Development of a sensitive and rapid method for quantitation of (S)-(-)- and (R)-(+)-metoprolol in human plasma by chiral LC-ESI-MS/MS

Abstract

A selective, sensitive and high throughput liquid chromatography-tandem mass spectrometry (LC-ESI-MS/MS) method has been developed for separation and quantification of metoprolol enantiomers on a chiral Lux Amylose-2 (250 mm×4.6 mm, 5 μm) column. Solid phase extraction of (S)-(-)- and (R)-(+)-metoprolol and rac-metoprolol-d6 as an internal standard (IS) was achieved on Lichrosep DVB HL cartridges employing 200 μL human plasma. Both the analytes were chromatographically separated with a resolution factor of 2.24 using 15 mM ammonium acetate in water, pH 5.0 and 0.1% (v/v) diethyl amine in acetonitrile (50:50, v/v) as the mobile phase within 7.0 min. The precursor→product ion transitions for the enantiomers and IS were monitored in the multiple reaction monitoring and positive ionization mode. The method was validated over the concentration range of 0.500-500 ng/mL for both the enantiomers. Matrix effect was assessed by post-column analyte infusion experiment and the mean extraction recovery was greater than 94.0% for both the enantiomers at all quality control levels. The stability of analytes was evaluated in plasma and whole blood under different storage conditions. The method was successfully applied to a clinical study in 14 healthy volunteers after oral administration of 200 mg metoprolol tablet under fasting conditions. The assay reproducibility is shown by reanalysis of 68 incurred samples. The suitability of the developed method was assessed in comparison with different chromatographic methods developed for stereoselective analysis of metoprolol in biological matrices.

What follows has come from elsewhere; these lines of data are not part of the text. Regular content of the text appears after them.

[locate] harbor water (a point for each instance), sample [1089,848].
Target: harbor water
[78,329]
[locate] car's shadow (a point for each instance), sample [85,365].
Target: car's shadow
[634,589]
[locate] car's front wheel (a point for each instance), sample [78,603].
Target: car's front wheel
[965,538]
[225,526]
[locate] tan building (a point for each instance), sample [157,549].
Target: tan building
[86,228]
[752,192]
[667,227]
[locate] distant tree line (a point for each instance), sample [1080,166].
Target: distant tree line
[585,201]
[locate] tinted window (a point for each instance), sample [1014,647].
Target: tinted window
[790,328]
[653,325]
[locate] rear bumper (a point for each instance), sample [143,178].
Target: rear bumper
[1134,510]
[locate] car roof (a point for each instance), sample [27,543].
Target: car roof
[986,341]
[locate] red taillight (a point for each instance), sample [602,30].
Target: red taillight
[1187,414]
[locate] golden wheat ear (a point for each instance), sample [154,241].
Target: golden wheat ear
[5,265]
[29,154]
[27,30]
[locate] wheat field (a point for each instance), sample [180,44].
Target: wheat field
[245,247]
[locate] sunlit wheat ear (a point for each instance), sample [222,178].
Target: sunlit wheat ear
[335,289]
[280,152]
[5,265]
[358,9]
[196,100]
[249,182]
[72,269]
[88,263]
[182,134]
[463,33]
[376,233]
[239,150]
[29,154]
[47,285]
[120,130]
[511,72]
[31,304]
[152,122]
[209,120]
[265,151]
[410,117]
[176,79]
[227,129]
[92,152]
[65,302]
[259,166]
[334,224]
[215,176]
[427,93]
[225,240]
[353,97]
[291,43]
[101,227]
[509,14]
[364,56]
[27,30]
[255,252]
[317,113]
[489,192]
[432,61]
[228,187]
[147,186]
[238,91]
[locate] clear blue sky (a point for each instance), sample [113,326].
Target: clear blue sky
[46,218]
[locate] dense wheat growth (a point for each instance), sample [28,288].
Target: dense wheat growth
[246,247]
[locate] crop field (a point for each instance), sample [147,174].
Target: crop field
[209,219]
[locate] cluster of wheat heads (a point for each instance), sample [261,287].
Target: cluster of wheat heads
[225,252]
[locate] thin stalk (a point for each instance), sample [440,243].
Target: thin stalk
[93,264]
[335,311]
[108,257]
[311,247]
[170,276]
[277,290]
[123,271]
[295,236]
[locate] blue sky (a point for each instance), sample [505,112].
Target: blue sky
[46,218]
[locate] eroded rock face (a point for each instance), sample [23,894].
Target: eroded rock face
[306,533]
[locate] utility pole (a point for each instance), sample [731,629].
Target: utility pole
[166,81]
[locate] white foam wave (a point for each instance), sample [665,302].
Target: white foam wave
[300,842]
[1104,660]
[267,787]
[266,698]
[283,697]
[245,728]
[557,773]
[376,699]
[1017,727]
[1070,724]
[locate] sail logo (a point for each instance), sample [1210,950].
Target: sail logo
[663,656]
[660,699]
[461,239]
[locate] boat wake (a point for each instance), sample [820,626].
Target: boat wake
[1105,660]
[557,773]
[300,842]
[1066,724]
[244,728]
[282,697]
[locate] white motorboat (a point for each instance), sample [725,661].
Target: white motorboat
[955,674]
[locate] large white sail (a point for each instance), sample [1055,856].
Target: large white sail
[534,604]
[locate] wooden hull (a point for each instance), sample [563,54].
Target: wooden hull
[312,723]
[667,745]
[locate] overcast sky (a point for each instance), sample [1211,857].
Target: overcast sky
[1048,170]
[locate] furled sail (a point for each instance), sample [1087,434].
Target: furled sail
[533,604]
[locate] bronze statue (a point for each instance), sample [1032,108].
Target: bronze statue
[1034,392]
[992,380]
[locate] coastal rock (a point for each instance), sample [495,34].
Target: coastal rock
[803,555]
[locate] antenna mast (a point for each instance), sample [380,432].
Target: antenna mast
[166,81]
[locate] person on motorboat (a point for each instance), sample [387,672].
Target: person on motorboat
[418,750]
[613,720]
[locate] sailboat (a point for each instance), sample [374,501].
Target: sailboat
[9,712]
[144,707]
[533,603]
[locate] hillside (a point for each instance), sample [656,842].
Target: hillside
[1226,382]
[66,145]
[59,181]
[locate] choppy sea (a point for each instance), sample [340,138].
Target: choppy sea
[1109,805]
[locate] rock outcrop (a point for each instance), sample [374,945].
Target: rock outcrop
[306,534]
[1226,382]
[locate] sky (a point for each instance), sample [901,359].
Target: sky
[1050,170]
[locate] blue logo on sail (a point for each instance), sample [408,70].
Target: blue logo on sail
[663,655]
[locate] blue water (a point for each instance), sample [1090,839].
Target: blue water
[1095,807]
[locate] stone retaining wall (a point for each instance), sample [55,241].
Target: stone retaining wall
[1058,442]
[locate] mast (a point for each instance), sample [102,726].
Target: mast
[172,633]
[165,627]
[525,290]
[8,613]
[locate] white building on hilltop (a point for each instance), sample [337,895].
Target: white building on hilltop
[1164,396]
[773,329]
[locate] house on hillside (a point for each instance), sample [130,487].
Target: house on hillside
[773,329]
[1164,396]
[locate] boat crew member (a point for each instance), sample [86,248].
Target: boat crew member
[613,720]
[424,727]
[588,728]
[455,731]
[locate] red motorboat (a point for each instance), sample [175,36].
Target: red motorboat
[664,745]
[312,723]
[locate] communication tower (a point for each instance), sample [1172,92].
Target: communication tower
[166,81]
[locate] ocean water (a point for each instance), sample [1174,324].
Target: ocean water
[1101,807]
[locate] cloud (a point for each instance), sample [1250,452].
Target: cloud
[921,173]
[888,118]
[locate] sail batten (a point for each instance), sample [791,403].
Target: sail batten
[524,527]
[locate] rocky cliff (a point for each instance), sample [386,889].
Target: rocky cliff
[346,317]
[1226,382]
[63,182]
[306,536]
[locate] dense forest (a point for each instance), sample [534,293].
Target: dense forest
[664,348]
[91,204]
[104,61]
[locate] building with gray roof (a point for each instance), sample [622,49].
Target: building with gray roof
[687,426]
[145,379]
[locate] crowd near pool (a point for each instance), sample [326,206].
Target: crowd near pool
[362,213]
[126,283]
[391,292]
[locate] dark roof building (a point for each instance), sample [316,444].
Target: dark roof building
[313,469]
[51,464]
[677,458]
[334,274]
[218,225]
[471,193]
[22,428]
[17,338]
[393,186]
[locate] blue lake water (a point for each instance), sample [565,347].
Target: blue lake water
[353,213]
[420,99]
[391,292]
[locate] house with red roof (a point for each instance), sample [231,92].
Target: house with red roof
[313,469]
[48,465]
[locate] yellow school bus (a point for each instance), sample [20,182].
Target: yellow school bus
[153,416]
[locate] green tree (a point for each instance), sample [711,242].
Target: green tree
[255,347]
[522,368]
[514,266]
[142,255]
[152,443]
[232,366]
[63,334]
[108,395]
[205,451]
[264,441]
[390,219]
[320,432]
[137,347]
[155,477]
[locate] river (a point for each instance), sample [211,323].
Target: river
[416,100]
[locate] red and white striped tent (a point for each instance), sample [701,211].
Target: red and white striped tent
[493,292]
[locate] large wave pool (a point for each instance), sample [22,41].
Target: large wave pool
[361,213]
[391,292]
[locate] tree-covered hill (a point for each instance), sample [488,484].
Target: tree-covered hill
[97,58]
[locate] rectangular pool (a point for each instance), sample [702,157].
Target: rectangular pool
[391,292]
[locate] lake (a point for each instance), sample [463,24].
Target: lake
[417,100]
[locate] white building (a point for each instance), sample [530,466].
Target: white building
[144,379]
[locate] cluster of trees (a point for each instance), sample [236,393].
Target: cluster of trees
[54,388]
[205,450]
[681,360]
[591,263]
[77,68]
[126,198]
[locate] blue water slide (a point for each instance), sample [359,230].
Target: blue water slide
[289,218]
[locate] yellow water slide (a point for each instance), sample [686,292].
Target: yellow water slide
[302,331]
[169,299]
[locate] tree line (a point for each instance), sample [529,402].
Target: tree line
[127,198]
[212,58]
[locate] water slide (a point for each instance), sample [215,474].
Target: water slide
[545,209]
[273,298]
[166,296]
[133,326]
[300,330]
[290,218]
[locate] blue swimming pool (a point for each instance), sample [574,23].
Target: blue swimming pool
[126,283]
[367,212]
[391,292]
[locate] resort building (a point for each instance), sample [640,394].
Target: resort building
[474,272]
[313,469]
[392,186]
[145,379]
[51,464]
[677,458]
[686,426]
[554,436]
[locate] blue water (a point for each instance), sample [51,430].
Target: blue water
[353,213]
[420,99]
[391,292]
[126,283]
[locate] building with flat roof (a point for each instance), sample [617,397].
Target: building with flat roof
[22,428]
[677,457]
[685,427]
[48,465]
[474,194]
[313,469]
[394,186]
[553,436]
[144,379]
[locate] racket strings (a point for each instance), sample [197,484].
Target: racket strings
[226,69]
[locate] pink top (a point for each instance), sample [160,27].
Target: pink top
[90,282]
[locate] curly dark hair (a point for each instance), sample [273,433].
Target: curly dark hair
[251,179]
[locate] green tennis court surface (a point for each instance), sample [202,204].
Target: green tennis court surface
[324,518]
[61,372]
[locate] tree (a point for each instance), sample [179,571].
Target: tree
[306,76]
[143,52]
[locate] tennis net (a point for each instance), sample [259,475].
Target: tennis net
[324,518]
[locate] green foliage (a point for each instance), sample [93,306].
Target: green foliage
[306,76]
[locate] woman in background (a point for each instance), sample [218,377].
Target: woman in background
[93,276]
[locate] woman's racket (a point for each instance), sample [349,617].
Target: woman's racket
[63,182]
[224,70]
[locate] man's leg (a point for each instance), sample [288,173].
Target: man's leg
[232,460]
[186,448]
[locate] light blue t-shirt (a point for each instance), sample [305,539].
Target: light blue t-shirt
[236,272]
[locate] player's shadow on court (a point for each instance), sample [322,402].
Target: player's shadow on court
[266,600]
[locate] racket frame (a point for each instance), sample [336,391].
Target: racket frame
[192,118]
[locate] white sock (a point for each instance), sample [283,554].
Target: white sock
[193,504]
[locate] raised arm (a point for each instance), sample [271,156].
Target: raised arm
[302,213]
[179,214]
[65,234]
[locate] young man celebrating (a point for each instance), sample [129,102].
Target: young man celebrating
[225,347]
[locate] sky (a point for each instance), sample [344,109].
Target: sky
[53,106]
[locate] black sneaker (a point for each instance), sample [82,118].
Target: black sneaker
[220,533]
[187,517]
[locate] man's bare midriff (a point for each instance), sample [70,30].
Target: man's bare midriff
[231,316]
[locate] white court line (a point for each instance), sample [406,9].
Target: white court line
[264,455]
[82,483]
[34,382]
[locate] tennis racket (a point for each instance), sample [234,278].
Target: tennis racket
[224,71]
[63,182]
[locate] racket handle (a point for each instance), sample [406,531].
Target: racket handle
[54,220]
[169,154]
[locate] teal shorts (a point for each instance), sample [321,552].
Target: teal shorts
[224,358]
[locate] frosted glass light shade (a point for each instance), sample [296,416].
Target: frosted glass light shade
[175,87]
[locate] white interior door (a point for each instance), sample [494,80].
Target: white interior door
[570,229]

Keywords: Chiral column; Chromatographic separation; Human plasma; LC–ESI–MS/MS; R-(+)-metoprolol; S-(−)-metoprolol.

Fig. 1

Product ion mass spectra of: (A) S-(−)-metoprolol (m/z 268.3→116.3, scan range 100–300 amu), (B) R-(+)-metoprolol (m/z 268.3→116.3, scan range 100–300 amu), and (C) Rac-metoprolol-d6, internal standard (m/z 274.2→122.2, scan range 100–300 amu) in positive ionization mode.

Fig. 2

Chromatograms of metoprolol enantiomers (m/z 268.3→116.3) obtained on: (A) protein based Chiral-AGP (250 mm×4.6 mm, 5 μm), (S), (B) Chiralcel^® OD (250 mm×4.6 mm, 5 μm) and (C) Lux Amylose-2 (250 mm×4.6 mm, 5 μm). Mobile phase for column (A) 15 mM ammonium acetate, pH 5.0 adjusted with acetic acid-0.1% diethyl amine in acetonitrile (70:30, v/v), for (B) and (C) 15 mM ammonium acetate, pH 5.0 adjusted with acetic acid-0.1% diethyl amine in acetonitrile (50:50, v/v).

Fig. 3

MRM ion-chromatograms of: (A) double blank plasma (without IS), (B) blank plasma with rac-metoprolol-d6 (IS), (C) S-(−)-metoprolol and R-(+)-metoprolol at LLOQ level (m/z 268.3→116.3) and IS (m/z 274.2→122.2), and (D) real subject sample at 5.0 h after administration of 200 mg extended release metoprolol tablet.

Fig. 4

Post-column analyte infusion MRM LC–MS/MS chromatograms for: (A) S-(−)-metoprolol and R-(+)-metoprolol (m/z 268.3→116.3), and (B) Rac-metoprolol-d6 (m/z 274.2→122.2).

Fig. 5

MRM ion-chromatograms for carry-over test of: (A) double blank plasma (without analyte and IS), (B) S-(−)-metoprolol and R-(+)-metoprolol at ULOQ level and IS, (C) double blank plasma (without analyte and IS) and (D) S-(−)-metoprolol and R-(+)-metoprolol at LLOQ level and IS.

Fig. 6

Mean plasma concentration-time profile of: (A) S-(−)-metoprolol and (B) R-(+)-metoprolol after oral administration of test (200 mg metoprolol succinate extended release tablet from an Indian Pharmaceutical Company, India) and reference (Selo-zok^®, 200 mg metoprolol succinate extended release tablet from AstraZeneca, Denmark) formulations to 14 healthy Indian subjects under fasting conditions.

Fig. 7

Graphical representation of results for 68 incurred samples of S-(−)-metoprolol and R-(+)- metoprolol.